Bolt, the mainstream flagship electric vehicle from GM, has had the misfortune of catching fires due to faulty batteries. It didn’t help when people started posting videos and photos of Bolt’s on fire all over the internet. According to GM, there were at least 13 cases. This led to a massive recall.
GM has been selling Bolt’s since 2016 and they were forced to recall each and every one of them. Fixing the vehicles, including completely replacing some batteries entirely, is expected to cost $2 billion, GM stated. That’s up from a previous estimate of $1.8 billion.
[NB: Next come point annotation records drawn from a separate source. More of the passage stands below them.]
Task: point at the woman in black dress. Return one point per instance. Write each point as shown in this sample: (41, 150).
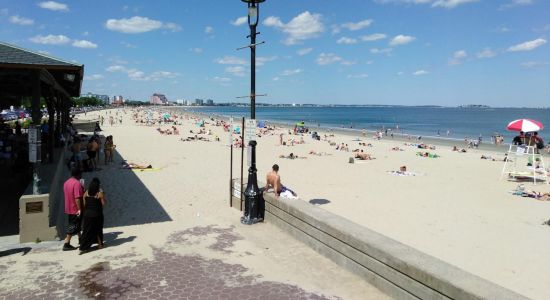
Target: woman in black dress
(92, 223)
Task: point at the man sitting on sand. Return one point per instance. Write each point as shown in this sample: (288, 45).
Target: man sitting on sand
(363, 156)
(273, 180)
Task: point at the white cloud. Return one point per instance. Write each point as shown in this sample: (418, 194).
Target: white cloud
(373, 37)
(457, 58)
(239, 21)
(291, 72)
(327, 58)
(231, 60)
(434, 3)
(304, 51)
(534, 64)
(128, 45)
(172, 27)
(302, 27)
(116, 68)
(139, 24)
(94, 77)
(348, 63)
(21, 20)
(55, 6)
(235, 70)
(50, 39)
(138, 75)
(401, 40)
(352, 26)
(486, 53)
(261, 60)
(358, 76)
(84, 44)
(451, 3)
(381, 51)
(527, 46)
(515, 3)
(223, 81)
(421, 72)
(346, 41)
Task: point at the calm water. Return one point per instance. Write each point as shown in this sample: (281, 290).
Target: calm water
(425, 121)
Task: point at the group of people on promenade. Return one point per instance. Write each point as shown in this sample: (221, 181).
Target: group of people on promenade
(530, 139)
(84, 210)
(92, 145)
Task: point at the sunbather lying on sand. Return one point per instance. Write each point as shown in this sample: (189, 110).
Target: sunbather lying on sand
(455, 148)
(291, 156)
(131, 165)
(363, 156)
(537, 195)
(194, 138)
(427, 154)
(313, 152)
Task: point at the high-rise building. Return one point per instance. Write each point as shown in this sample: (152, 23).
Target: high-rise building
(103, 98)
(159, 99)
(117, 100)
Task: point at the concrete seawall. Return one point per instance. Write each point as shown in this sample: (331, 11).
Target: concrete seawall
(397, 269)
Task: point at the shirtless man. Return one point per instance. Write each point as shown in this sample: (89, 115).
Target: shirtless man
(273, 180)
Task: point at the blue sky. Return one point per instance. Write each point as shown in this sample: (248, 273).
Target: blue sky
(442, 52)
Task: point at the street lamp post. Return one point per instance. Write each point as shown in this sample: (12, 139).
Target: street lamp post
(252, 211)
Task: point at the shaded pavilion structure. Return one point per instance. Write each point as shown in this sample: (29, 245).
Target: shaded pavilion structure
(29, 75)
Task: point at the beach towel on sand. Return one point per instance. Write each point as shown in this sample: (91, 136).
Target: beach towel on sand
(287, 194)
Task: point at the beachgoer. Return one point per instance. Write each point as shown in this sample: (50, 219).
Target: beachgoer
(92, 222)
(273, 180)
(108, 149)
(73, 191)
(92, 150)
(519, 139)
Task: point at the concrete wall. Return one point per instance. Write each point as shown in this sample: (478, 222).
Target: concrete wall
(50, 222)
(396, 269)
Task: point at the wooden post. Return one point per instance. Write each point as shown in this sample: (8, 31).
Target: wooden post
(58, 130)
(242, 162)
(36, 114)
(230, 169)
(51, 125)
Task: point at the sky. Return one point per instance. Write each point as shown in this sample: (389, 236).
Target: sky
(402, 52)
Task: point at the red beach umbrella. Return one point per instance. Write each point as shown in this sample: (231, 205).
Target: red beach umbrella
(526, 125)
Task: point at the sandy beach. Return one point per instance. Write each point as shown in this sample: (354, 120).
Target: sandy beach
(456, 208)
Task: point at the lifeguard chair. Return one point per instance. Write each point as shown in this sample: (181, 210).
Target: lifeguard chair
(532, 162)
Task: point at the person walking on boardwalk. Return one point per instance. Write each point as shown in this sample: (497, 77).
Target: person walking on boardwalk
(92, 222)
(73, 191)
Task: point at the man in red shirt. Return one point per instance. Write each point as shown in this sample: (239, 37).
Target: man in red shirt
(73, 190)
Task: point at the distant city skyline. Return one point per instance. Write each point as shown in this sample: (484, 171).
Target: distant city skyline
(399, 52)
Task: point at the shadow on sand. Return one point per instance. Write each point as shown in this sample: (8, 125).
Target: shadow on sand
(129, 202)
(23, 250)
(111, 238)
(319, 201)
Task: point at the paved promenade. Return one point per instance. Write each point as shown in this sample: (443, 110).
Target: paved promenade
(171, 235)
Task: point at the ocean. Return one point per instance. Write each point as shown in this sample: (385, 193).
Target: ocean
(445, 122)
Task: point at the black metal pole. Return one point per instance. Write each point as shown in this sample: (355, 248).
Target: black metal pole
(252, 213)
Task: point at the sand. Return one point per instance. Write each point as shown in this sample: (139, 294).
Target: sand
(456, 209)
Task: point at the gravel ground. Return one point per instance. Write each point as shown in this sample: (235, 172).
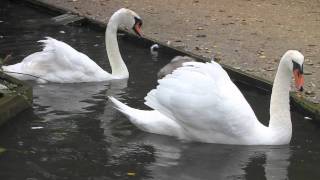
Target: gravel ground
(250, 35)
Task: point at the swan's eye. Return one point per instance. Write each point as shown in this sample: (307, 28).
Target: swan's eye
(138, 21)
(297, 67)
LG and GM agreeing on the settlement is a major win for the automaker which had been forced to put money aside to handle the fixes. Even if the reimbursement wasn’t done in full, it covered a significant part of the expenses and GM is happy with the outcome.
“LG is a valued and respected supplier to GM, and we are pleased to reach this agreement,” said Shilpan Amin, GM vice president of global purchasing and supply chain, in a statement. “Our engineering and manufacturing teams continue to collaborate to accelerate production of new battery modules and we expect to begin repairing customer vehicles this month.”
The settlement seems to have put the two companies relationship back in good terms and they are carrying on with their joint project of building two battery plants in the US, specifically in Ohio and Tennessee. The plants will be in charge of manufacturing their next generation batteries called Ultium.